Rheumatology Unit, Department of Medicine, University of Perugia, Perugia, Italy.
Institute of Infection, Immunity and Inflammation, College of Medical Veterinary and Life Sciences, University of Glasgow, Glasgow, UK.
Ann Rheum Dis. 2021 Jun;80(6):698-706. doi: 10.1136/annrheumdis-2020-219724. Epub 2021 Feb 5.
Severe systemic inflammation associated with some stages of COVID-19 and in fatal cases led therapeutic agents developed or used frequently in Rheumatology being at the vanguard of experimental therapeutics strategies. The aim of this project was to elaborate EULAR Points to consider (PtCs) on COVID-19 pathophysiology and immunomodulatory therapies.
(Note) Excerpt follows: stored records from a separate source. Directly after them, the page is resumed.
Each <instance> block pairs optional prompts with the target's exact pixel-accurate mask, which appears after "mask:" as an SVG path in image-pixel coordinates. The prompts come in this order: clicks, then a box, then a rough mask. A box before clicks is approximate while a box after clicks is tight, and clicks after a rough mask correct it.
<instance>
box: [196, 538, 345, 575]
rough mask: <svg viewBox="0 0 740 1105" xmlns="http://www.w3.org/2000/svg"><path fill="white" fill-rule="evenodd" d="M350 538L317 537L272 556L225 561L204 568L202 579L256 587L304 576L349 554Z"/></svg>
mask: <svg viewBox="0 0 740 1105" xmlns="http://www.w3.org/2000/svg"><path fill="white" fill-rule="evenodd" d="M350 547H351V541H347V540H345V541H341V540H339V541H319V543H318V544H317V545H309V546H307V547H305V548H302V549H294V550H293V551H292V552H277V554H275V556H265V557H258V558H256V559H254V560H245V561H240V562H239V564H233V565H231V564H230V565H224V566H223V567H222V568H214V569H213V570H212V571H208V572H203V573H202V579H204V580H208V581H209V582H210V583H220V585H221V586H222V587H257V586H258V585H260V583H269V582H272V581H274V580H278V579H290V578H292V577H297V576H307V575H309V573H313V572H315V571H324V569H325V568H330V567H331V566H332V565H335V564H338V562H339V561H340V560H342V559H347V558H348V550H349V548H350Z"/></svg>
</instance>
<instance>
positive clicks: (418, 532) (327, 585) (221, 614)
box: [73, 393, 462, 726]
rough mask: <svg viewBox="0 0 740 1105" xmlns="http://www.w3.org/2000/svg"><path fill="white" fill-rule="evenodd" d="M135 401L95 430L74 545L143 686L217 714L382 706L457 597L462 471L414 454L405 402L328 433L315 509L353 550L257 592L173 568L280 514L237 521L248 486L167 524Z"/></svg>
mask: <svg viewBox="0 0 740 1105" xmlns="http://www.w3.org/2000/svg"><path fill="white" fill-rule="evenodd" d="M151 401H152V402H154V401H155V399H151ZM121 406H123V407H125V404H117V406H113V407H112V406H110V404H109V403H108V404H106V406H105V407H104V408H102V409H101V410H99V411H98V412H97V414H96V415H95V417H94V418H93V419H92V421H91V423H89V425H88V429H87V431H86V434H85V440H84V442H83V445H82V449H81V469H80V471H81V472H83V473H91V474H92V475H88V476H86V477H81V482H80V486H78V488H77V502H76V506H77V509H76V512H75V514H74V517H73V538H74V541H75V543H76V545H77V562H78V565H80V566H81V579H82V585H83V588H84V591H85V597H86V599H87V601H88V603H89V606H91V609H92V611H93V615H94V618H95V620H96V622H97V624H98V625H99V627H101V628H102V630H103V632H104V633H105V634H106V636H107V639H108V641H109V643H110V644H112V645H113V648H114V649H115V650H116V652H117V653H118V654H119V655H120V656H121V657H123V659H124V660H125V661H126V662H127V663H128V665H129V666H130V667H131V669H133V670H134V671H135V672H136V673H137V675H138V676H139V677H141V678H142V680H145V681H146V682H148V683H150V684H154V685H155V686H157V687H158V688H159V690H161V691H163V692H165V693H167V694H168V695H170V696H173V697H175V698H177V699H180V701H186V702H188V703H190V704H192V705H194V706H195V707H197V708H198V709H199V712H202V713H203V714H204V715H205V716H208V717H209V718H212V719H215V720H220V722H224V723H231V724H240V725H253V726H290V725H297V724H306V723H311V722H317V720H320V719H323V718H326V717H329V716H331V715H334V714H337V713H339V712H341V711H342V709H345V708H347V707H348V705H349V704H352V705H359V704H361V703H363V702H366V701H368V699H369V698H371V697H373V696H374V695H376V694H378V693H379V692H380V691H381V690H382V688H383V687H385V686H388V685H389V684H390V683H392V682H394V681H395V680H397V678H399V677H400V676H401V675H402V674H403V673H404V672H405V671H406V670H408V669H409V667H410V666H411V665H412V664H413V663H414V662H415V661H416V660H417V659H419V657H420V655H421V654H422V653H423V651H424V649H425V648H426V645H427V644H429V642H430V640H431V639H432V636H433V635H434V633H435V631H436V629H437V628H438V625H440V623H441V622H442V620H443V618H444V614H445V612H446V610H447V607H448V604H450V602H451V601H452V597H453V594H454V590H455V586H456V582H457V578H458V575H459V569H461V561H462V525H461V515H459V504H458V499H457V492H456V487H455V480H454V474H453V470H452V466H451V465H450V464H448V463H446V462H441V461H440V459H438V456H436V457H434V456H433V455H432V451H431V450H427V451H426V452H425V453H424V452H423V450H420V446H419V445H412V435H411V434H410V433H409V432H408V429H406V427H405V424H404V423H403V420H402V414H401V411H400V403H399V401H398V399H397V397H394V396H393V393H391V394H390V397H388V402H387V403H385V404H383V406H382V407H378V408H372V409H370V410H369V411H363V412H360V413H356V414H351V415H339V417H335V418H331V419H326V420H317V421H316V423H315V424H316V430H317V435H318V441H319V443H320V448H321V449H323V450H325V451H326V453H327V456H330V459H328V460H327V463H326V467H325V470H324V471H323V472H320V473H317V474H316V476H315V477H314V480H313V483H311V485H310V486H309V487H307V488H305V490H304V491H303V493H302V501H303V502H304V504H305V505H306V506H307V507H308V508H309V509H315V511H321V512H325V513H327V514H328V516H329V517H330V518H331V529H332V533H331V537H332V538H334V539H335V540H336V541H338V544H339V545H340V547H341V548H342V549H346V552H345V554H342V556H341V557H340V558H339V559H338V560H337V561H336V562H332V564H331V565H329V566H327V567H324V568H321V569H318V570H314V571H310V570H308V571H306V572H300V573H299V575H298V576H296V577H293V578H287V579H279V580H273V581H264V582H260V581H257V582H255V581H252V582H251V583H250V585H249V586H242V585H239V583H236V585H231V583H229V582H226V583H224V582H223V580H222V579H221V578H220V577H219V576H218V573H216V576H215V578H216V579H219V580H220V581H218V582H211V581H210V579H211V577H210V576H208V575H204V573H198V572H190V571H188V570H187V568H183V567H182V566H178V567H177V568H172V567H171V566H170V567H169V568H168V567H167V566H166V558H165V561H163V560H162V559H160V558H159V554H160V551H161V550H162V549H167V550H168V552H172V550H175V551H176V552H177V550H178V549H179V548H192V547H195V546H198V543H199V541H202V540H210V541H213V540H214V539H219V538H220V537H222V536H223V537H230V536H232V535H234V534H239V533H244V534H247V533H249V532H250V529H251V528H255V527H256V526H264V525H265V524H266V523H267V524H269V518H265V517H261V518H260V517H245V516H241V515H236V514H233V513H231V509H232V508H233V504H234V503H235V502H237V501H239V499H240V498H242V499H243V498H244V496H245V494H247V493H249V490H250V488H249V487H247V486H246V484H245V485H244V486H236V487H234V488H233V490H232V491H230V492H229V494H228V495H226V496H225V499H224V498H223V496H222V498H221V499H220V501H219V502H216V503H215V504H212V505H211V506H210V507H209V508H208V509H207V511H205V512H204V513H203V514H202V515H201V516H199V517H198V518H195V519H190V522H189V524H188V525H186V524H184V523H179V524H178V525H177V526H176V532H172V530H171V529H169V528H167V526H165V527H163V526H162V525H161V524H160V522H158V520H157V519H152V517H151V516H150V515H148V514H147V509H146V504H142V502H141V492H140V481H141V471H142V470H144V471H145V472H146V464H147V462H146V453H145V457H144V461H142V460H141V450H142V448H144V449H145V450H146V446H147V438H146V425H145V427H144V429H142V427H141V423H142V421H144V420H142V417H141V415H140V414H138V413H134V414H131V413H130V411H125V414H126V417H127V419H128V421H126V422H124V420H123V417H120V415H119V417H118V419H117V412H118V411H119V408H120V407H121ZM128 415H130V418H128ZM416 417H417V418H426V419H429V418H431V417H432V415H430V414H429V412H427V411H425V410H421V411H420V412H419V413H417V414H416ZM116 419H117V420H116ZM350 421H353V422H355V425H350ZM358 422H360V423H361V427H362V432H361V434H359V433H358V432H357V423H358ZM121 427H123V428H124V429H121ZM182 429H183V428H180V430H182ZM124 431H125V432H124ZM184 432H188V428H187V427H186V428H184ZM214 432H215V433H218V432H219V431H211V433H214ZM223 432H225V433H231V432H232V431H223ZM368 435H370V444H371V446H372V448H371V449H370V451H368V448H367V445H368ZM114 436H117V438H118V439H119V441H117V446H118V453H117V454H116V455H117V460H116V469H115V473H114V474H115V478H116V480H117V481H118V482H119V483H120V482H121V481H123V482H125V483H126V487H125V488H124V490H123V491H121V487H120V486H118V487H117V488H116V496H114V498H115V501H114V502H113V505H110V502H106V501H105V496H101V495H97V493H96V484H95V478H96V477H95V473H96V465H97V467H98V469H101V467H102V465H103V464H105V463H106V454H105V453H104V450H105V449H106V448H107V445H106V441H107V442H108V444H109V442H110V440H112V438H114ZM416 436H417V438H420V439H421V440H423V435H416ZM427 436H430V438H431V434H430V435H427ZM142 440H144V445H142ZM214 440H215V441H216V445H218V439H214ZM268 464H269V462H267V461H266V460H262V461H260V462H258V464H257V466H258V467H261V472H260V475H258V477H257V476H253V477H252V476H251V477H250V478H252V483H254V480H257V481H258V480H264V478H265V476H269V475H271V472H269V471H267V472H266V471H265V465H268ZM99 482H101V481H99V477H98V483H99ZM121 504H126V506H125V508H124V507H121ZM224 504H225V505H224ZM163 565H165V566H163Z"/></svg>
PtCs were developed in accordance with EULAR standard operating procedures for endorsed recommendations, led by an international multidisciplinary Task Force, including rheumatologists, translational immunologists, haematologists, paediatricians, patients and health professionals, based on a systemic literature review up to 15 December 2020. Overarching principles (OPs) and PtCs were formulated and consolidated by formal voting.
Two OPs and fourteen PtCs were developed. OPs highlight the heterogeneous clinical spectrum of SARS-CoV-2 infection and the need of a multifaceted approach to target the different pathophysiological mechanisms. PtCs 1-6 encompass the pathophysiology of SARS-CoV-2 including immune response, endothelial dysfunction and biomarkers. PtCs 7-14 focus on the management of SARS-CoV-2 infection with immunomodulators. There was evidence supporting the use of glucocorticoids, especially dexamethasone, in COVID-19 cases requiring oxygen therapy. No other immunomodulator demonstrated efficacy on mortality to date, with however inconsistent results for tocilizumab. Immunomodulatory therapy was not associated with higher infection rates.
Multifactorial pathophysiological mechanisms, including immune abnormalities, play a key role in COVID-19. The efficacy of glucocorticoids in cases requiring oxygen therapy suggests that immunomodulatory treatment might be effective in COVID-19 subsets. Involvement of rheumatologists, as systemic inflammatory diseases experts, should continue in ongoing clinical trials delineating optimal immunomodulatory therapy utilisation in COVID-19.
与 COVID-19 的某些阶段和致命病例相关的严重全身炎症导致经常在风湿病学中开发或使用的治疗药物成为实验治疗策略的前沿。本项目的目的是详细阐述 COVID-19 病理生理学和免疫调节治疗的 EULAR 注意事项 (PtC)。
PtC 是根据 EULAR 标准操作程序制定的,该程序由一个国际多学科工作组领导,该工作组包括风湿病学家、转化免疫学家、血液学家、儿科医生、患者和卫生专业人员,基于截至 2020 年 12 月 15 日的系统文献回顾。总体原则 (OP) 和 PtC 通过正式投票进行制定和整合。
制定了两个 OP 和十四个 PtC。OP 强调了 SARS-CoV-2 感染的临床表现异质性,需要采用多方面的方法来针对不同的病理生理机制。PtC1-6 包括 SARS-CoV-2 的病理生理学,包括免疫反应、内皮功能障碍和生物标志物。PtC7-14 侧重于免疫调节剂治疗 SARS-CoV-2 感染。有证据支持在需要氧疗的 COVID-19 病例中使用糖皮质激素,特别是地塞米松。迄今为止,没有其他免疫调节剂在死亡率方面显示出疗效,但托珠单抗的结果不一致。免疫调节治疗与更高的感染率无关。
多因素病理生理机制,包括免疫异常,在 COVID-19 中起关键作用。糖皮质激素在需要氧疗的病例中的疗效表明,免疫调节治疗可能对 COVID-19 亚组有效。作为系统性炎症性疾病专家的风湿病学家的参与应继续在正在进行的临床试验中进行,以确定 COVID-19 中最佳免疫调节治疗的应用。